Software Engineer, AI Platform

KRIS INFOTECH PTE. LTD.

Job Description

  • You will own how these platforms are built and run: backend services, the developer-facing portal, integrations with internal systems, and the infrastructure underneath.
  • The data science team remains closely involved as domain experts and primary internal customers.
  • You are the engineer who makes sure what they need actually ships and holds together in production.
  • This is a software engineering role first.
  • You should understand LLM and agent concepts — how tool calling works, why agent loops behave non-deterministically, how context management affects system design.
  • Multi-agent workflows — moving from single-agent execution to coordinated multi-agent systems that can handle complex, long-horizon tasks across business functions.
  • Core system integration — deeper connections with Company's operational and commercial systems, so AI agents can act on real data in real time rather than working in isolation.
  • Real-time decision support — expanding the platform's role from task automation toward live recommendations and decision assistance in high-stakes operational contexts.

What you'll work on:

  • Agent runtime & execution — session state, agent lifecycle management (pause, resume, plan mode), spec versioning, execution safety.
  • Auth, security & governance — OAuth integrations, credential rotation, PII controls, prompt injection mitigation, runtime guardrails.
  • Platform infrastructure — cost and usage tracking, distributed tracing (OpenTelemetry), scaling across business units.
  • Protocol & ecosystem integrations — MCP, A2A, WebSocket-based tooling, multi-cloud file handling.
  • Observability & developer tooling — metrics dashboards, debugging infrastructure, the developer portal that internal teams use to build and test agents.

Requirements

Must-have:

  • Strong backend engineering experience in Node.js / TypeScript. Track record of owning services end to end in production — not just shipping features to a spec.
  • Comfortable across the stack.

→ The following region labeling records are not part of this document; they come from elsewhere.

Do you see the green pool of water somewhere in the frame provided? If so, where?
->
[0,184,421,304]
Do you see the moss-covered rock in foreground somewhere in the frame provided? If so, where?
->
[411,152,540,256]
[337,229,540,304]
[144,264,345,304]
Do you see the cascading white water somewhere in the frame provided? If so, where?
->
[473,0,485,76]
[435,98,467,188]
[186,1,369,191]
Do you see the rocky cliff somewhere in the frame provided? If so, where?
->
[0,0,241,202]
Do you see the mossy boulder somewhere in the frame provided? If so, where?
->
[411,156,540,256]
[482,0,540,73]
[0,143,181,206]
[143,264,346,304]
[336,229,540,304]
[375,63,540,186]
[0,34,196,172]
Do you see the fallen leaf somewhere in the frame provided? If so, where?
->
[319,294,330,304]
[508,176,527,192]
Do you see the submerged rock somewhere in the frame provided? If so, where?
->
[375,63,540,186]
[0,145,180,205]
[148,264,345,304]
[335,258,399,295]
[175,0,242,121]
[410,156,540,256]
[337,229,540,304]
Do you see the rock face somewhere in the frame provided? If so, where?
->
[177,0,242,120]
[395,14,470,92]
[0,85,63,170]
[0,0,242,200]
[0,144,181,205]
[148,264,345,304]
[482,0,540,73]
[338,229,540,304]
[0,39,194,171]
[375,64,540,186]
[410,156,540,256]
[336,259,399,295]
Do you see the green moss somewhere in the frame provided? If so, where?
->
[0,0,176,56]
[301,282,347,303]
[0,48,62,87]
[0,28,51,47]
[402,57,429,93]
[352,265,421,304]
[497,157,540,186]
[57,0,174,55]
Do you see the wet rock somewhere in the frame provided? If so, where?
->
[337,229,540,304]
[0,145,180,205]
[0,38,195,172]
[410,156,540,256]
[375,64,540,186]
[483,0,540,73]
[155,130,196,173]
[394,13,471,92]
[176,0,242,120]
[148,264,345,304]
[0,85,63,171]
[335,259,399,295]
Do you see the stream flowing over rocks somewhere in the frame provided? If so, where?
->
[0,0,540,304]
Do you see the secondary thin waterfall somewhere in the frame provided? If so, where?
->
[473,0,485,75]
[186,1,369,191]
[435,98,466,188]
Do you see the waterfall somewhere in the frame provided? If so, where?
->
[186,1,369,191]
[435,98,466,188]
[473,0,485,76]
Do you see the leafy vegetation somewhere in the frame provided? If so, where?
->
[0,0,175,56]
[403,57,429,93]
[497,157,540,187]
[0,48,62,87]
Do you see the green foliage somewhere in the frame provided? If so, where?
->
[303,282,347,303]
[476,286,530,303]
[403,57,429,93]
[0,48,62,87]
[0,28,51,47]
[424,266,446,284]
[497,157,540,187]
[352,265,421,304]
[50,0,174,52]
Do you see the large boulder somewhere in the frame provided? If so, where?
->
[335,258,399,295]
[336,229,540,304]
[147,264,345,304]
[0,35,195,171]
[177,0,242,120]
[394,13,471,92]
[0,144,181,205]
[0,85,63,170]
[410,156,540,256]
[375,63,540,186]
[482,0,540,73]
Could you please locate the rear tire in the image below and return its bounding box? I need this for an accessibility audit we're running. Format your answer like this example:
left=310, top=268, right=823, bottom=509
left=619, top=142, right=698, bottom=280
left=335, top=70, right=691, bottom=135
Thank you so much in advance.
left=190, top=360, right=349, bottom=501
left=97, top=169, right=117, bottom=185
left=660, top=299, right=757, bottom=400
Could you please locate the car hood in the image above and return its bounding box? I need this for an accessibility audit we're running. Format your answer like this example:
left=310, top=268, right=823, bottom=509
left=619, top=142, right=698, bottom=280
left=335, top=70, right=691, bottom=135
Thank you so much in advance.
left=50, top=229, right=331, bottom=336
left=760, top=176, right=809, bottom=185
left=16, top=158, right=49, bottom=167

Able to pick up frontend work in React when the ticket calls for it, even if backend is your primary strength.
  • Solid API design skills. Familiar with authentication and authorisation patterns (OAuth and similar) and production debugging.
  • Familiarity with observability practices — logging, tracing, metrics. OpenTelemetry or equivalent experience preferred.
  • Conceptual fluency with LLM agent systems: tool calling, context windows, streaming, non-determinism. Enough to make sound architectural decisions in this domain. No ML or model training background required.
  • Comfortable with ambiguity. This team is small. You will often decide how something should be built, not just execute a spec.

Nice-to-have:

  • Hands-on experience with agent frameworks or protocols (LangChain, Google ADK, MCP, A2A, or similar).
  • Cloud infrastructure experience (AWS).
  • Background in platform or developer-tooling engineering — building for other engineers as your primary customer.
  • Interest in AI security: prompt injection, guardrails, and safe agent execution are real parts of this backlog.